America’s Afghan aid dilemma, it turns out, is far from unique. In a study just released by the National Bureau of Economic Research, economists Nathan Nunn and Nancy Qian find that our well-meaning helping hand has often had the unintended consequence of aggravating conflict. Focusing on U.S. food aid windfalls that were triggered by bumper crops in the Midwest, they find that unexpected increases in wheat shipments increase civil conflicts in countries unlucky enough to be the beneficiaries of American assistance. The study provides ammunition to those who have been calling for a reform in how U.S. lends a helping hand to developing countries.

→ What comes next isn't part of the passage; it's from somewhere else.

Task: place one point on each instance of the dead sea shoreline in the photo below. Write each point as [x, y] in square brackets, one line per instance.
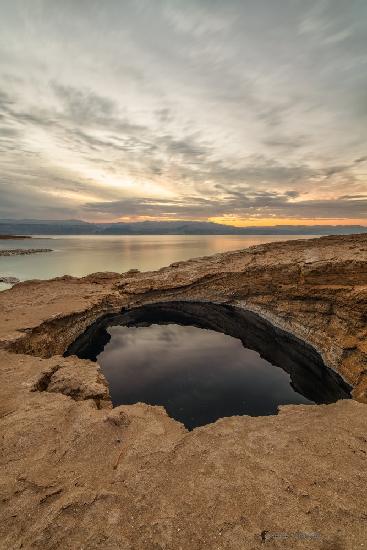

Why should grain shipments fan the flames of civil war? The authors describe the case of Biafra’s attempted secession from Nigeria in the late 1960s to highlight the various ways that war and hostilities can feed off the good intentions of humanitarian aid. To crush the rebels, the Nigerian government set siege to Biafra. The (deliberate) result was widespread starvation; as a Nigerian official famously stated in 1968 peace talks, “Starvation is a legitimate weapon of war, and we have every intention of using it against the rebels.” Biafra’s dire circumstances were ultimately broadcast to the world, generating an outpouring of donations and volunteers who came to the breakaway region’s assistance. As Philip Gourevitch wrote in the New Yorker in 2010, “the humanitarian-aid business as we know it today came into being” in Biafra.

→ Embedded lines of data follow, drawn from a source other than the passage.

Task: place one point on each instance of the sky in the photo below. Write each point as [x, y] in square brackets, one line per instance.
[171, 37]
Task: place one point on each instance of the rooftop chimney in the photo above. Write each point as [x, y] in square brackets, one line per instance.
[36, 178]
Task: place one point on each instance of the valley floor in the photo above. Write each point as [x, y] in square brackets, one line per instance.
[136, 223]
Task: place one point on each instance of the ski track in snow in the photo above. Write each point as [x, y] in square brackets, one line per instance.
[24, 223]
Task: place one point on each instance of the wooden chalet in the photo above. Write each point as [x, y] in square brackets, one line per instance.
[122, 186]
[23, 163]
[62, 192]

But relief workers couldn’t get food or supplies through the Nigerian blockade without the help of Biafran rebel leader Odumegwu Ojukwu, who insisted that only his own planes could fly into and out of the area. He charged relief organizations dearly for the privilege, and filled any remaining space in the aid flights with weapons and other supplies. The airlifted food that gave some relief to Biafra’s starving masses also nourished Ojukwu’s army—the rebels were malnourished like everyone else and hence qualified for assistance. The Nigerians eventually wore down the Biafran rebellion, but many claim that it lasted for years longer than it would have in the absence of the international response that brought food, supplies, and funding to Biafra’s rebels.

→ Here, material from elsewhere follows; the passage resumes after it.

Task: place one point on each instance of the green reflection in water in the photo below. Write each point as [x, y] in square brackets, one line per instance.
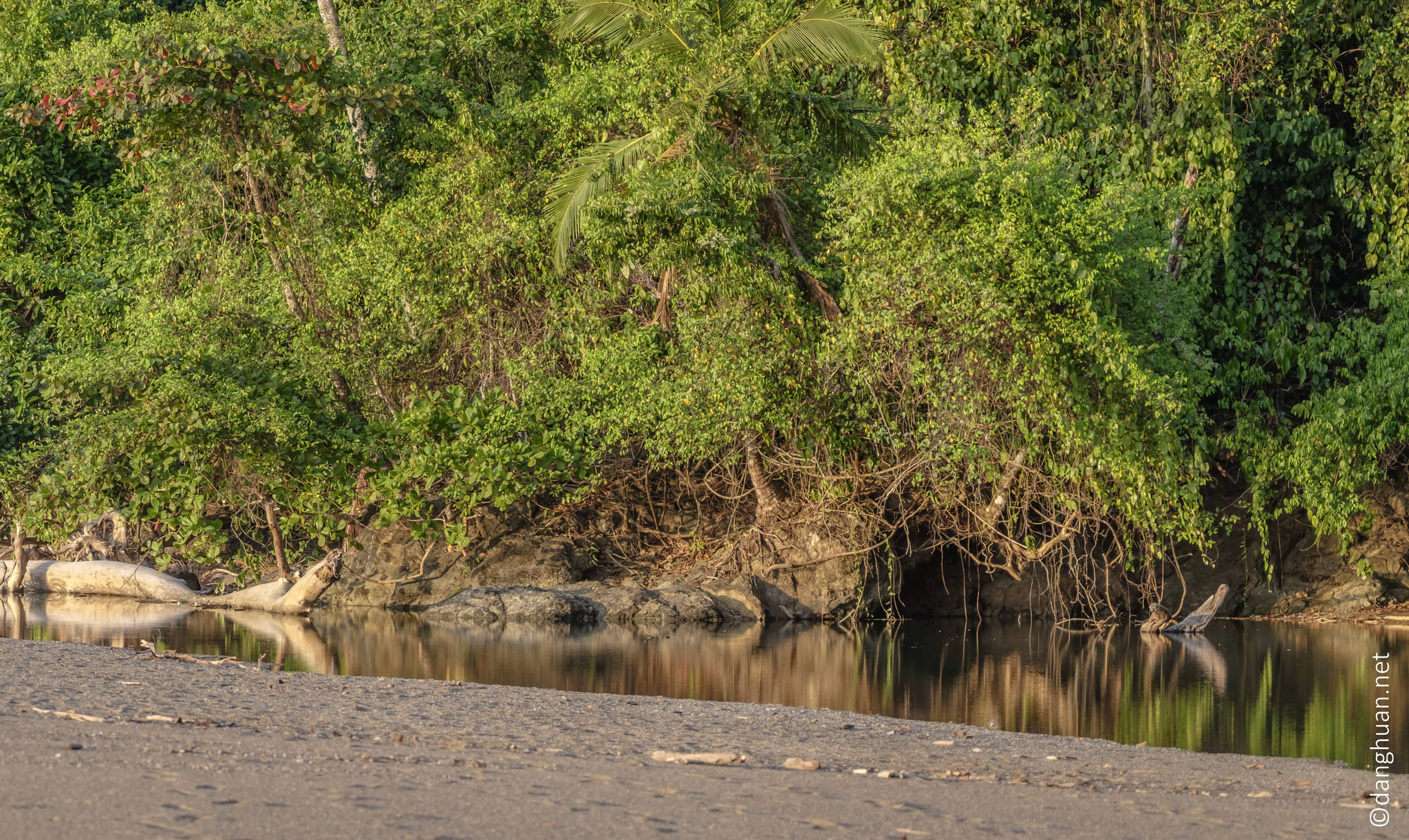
[1254, 688]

Is the example of Biafra indicative of the effects of humanitarian aid more generally, or an exceptional case? There are certainly anecdotes from relief efforts in Afghanistan that suggests a similar dynamic may be operating there: In The Crisis Caravan, Dutch journalist Linda Polman cites a U.N. official who estimates that around a third of NGO food aid in Uruzgan province was channeled to the Taliban.
At the same time, there is also reason to believe that food aid can prevent conflict, instead of making it worse. After all, the whole point of food aid is to boost incomes especially during hard times: If empty stomachs foster discontent and unrest, then feeding the hungry will make them less likely to do things like attack one another for food, or join rebel armies to fight in civil wars.